M’gann, Miss Martian – Megan, to use her human name — appears to be a Green Martian, like her “uncle” Martian Manhunter, but readers familiar with her from the comics know this is a lie. The truth again is revealed slowly over the season. Once while stressed, the shape-changing Miss Martian unconsciously shifts from her normal green form to her Caucasian “secret identity.” When it was mentioned “Oh, you’ve turned white” Megan momentarily panicked. It’s later revealed that she’s based her human appearance and personality on an old sitcom Hello, Megan! (a show which, as an excellent Easter egg for fans, co-starred Rita Farr, the actress who eventually becomes part of the Doom Patrol). When the others ask what Megan “really” looks like, she changes into a bald, stern featured form, much like her uncle. We as viewers know by this point that this is just another lie: in an earlier battle M’gann took on her true appearance as a White Martian, a form which she considers too monstrous for a human to accept.

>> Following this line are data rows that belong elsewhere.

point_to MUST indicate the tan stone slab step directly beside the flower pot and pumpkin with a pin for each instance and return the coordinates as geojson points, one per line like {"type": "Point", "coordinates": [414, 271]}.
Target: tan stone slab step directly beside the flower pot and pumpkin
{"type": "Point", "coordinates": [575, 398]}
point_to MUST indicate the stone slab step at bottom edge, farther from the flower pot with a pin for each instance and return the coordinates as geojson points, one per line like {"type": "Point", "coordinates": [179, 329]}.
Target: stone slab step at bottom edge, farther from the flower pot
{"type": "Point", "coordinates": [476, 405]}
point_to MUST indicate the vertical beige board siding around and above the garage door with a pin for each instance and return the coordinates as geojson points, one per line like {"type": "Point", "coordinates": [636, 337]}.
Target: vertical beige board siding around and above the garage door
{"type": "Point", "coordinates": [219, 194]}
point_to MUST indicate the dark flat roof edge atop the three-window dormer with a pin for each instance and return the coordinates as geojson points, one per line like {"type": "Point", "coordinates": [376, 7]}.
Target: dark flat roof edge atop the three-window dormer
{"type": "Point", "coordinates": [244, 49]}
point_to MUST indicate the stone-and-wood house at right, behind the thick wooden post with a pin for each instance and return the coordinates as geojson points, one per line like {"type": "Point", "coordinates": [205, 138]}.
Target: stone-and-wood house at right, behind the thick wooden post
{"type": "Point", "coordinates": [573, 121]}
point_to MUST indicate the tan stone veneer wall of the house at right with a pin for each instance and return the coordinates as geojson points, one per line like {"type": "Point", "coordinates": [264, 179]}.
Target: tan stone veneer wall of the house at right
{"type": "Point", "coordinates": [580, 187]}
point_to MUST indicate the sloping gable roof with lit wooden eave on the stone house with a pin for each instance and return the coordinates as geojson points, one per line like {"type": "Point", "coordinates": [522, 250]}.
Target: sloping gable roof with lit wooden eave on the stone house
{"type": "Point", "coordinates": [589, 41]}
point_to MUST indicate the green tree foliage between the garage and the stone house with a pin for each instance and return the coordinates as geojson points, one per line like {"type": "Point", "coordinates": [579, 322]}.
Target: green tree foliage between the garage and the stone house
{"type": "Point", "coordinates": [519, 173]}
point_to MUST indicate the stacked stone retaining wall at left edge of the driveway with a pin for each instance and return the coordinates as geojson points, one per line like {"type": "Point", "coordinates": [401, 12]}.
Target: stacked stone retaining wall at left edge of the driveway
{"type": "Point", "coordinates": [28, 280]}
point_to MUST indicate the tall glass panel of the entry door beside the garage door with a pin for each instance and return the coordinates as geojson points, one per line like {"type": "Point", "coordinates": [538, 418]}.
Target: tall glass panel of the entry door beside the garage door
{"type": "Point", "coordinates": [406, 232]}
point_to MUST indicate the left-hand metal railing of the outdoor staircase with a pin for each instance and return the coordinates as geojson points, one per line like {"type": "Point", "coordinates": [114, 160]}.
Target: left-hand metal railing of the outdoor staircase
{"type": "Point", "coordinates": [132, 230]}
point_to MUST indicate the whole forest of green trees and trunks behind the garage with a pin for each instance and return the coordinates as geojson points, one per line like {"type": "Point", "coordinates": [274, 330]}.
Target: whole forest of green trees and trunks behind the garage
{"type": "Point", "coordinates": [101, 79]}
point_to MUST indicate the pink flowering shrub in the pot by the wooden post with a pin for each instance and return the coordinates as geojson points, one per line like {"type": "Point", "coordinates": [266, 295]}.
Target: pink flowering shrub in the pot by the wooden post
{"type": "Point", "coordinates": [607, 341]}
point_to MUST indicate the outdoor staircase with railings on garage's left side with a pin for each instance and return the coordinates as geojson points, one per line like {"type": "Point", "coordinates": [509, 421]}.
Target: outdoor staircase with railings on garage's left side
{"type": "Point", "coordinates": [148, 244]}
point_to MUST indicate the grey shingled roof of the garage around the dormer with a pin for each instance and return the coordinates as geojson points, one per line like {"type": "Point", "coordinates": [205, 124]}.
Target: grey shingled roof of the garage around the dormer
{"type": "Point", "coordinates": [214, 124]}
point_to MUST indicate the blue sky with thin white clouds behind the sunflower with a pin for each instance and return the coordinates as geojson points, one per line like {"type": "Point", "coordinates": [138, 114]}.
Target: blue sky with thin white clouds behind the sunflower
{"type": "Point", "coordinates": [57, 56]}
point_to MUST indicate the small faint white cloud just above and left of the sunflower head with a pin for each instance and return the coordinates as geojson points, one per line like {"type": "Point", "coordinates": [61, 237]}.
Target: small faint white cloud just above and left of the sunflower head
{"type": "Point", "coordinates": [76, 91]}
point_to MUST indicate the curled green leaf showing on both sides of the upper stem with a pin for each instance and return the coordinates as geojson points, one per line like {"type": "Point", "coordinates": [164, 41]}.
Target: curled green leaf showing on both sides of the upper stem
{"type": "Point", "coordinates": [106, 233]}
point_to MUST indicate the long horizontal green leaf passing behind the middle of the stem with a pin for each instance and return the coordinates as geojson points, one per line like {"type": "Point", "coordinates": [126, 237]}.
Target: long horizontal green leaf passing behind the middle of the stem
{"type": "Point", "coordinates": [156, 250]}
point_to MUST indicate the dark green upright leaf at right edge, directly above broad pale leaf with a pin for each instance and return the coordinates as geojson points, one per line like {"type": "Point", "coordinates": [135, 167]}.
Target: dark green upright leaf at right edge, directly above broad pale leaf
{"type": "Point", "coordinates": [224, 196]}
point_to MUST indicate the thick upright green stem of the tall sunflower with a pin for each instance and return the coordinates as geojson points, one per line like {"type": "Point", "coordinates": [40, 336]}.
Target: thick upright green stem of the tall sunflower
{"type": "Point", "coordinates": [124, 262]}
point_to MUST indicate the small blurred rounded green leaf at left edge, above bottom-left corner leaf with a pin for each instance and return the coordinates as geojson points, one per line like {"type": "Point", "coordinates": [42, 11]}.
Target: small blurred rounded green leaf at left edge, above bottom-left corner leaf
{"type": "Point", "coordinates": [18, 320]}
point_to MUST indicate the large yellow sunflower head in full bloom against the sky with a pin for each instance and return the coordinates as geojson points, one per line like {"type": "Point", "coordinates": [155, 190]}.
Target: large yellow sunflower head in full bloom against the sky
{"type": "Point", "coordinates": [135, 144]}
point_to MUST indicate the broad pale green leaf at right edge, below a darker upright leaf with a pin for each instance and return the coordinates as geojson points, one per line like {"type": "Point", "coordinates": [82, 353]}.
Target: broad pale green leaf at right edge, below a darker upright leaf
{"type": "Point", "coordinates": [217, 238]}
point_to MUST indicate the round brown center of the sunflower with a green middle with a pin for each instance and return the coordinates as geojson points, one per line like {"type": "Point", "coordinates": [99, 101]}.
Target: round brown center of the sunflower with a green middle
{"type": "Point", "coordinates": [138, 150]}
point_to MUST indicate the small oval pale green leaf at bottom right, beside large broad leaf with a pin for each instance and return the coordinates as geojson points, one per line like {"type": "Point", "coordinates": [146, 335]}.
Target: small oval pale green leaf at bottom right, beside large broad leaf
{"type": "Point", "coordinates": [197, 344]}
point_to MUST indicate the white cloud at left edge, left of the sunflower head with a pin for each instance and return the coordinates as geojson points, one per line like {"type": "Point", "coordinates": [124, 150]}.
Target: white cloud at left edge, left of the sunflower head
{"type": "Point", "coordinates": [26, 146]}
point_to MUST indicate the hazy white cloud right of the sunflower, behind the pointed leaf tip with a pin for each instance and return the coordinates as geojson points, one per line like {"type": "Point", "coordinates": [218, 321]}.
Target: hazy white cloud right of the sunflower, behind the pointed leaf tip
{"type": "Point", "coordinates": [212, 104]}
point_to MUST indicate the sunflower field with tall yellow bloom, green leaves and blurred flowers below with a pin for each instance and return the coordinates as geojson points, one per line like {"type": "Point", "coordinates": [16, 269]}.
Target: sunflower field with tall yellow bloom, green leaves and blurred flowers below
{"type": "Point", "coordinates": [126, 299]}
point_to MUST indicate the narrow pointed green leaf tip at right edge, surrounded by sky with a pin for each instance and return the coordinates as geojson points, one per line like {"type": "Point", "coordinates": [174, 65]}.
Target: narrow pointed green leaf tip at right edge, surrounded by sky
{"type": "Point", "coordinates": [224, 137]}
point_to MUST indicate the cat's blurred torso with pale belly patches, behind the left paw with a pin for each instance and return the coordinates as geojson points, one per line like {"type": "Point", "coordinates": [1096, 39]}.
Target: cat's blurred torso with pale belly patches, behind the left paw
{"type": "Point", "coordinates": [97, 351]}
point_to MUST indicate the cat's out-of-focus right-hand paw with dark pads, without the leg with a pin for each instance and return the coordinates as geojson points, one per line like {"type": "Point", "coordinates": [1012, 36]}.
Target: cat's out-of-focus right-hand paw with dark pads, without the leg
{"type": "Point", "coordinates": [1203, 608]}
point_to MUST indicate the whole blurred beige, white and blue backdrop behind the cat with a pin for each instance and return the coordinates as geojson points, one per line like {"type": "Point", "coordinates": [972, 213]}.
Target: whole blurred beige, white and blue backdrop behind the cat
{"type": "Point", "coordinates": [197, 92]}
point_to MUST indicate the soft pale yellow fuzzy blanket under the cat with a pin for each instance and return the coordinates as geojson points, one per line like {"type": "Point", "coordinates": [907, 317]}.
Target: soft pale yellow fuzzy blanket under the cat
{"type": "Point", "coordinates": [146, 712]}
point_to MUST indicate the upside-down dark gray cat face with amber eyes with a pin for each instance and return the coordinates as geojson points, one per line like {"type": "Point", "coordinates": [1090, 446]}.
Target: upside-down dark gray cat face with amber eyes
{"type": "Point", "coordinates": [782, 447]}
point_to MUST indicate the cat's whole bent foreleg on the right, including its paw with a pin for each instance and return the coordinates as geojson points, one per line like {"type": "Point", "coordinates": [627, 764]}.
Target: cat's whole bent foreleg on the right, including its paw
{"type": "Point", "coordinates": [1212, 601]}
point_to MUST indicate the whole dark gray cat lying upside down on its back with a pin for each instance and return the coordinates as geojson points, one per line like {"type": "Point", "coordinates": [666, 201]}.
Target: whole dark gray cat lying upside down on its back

Questions of trust and self-identity trouble many teenagers. What this animated superhero show does is take advantage of the medium’s potential to take those inner conflicts and give them external expressions. The three characters I’m focusing on make an interesting spectrum. Artemis faces whether her family background defines her. Conner wonders if he is what he has been made to be, or if he can choose for himself. Megan is trying to literally make herself into something different from what she was born as, in order to fit in.
To resolve these questions in a form supported by an action adventure series, everything is connected with the larger plot. All those secrets are known to the Team’s enemy, the Light, and are intended as weapons to either force the heroes to join them, or to paralyze them into inaction. That is not what happens. In a scene that is refreshing in its directness and narrative efficiently, Artemis, Conner, and Megan all reveal their secrets to their friends in quick succession. This frees them from the hold the villains had on them, and makes them even closer as a team. They can even deal with the revelation that it was Red Arrow, or rather a mind programmed clone, who was the traitor. Even though he was “just a clone” they’d known and fought beside him and will not abandon him as a friend.
The flaw in the Light’s scheme came from their essential villainous nature, their belief that they can wear down and weaken the characters, when, because they are heroes, the trials they have gone through have made them more willing to rely on and trust their friends. They would not have been ready to face this challenge when first started working together at the beginning of the season, just as back then, they had trouble fighting a single super villain. Now they can work effectively to disrupt the operation that the Light has been planning, also from back in the first episode. Disrupt, but not completely stop. What the Light has ultimately working towards is still unknown, and carries the show into its next season.